Saya juga mendengar pandangan tentang jurnalisme sebagai alat politik, terutama dalam budaya politik otoritarian di mana media sering digunakan untuk mempertahankan kekuasaan. Pembatasan terhadap jurnalisme investigasi dapat memperkuat dominasi ideologis penguasa dan menekan suara-suara kritis yang sangat penting dalam menjaga demokrasi yang sehat.

Namun, bagi saya, jurnalisme harus dilihat sebagai barang publik yang berfungsi untuk memenuhi hak masyarakat atas informasi yang akurat dan berimbang. Jurnalisme investigasi adalah alat penting dalam memeriksa penyalahgunaan kekuasaan dan memberikan suara kepada yang tidak terdengar. Pembatasan terhadap jurnalisme investigasi tidak hanya melemahkan peran pers sebagai pengawas kekuasaan, tetapi juga mengancam demokrasi itu sendiri.

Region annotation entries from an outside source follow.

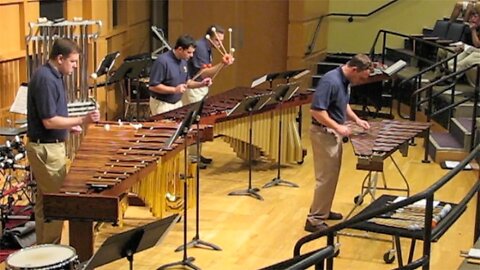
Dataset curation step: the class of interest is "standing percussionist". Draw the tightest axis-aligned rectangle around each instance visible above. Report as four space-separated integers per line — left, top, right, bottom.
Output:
148 35 212 115
182 25 234 166
182 25 235 105
305 54 372 232
27 39 100 244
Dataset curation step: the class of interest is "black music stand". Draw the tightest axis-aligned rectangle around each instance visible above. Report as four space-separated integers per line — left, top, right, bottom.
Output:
175 96 222 252
157 101 203 270
227 93 272 201
263 83 299 188
108 58 152 121
80 214 179 270
251 69 310 89
91 51 120 120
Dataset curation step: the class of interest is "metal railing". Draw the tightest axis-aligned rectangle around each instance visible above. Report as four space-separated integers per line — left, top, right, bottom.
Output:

Dalam dunia siber yang semakin dipenuhi dengan disinformasi politik di ruang digital, pentingnya jurnalisme yang kredibel dan berimbang menjadi semakin jelas. Jurnalisme yang menjaga tradisi media konvensional dan berfokus pada kualitas informasi adalah penting dalam menekan praktik politik yang tidak etis dan menjaga demokrasi yang sehat.

Oleh karena itu, saya percaya bahwa pengaturan yang menghapus intervensi otoritas politik terhadap media pers harus menjadi prioritas. Gagasan pelarangan jurnalisme investigasi dalam RUU Penyiaran adalah langkah mundur yang membahayakan kebebasan pers dan demokrasi. 

Kolaborasi antara media, pemerintah, dan platform digital melalui self-regulation dan public regulation adalah solusi terbaik untuk memastikan jurnalisme tetap menjadi barang publik yang melayani kepentingan masyarakat. 

Kebebasan pers dan jurnalisme investigasi adalah amanat reformasi yang harus kita jaga untuk menghapus intervensi otoritas politik terhadap media pers, demi menjaga kredibilitas dan fungsi demokratisnya.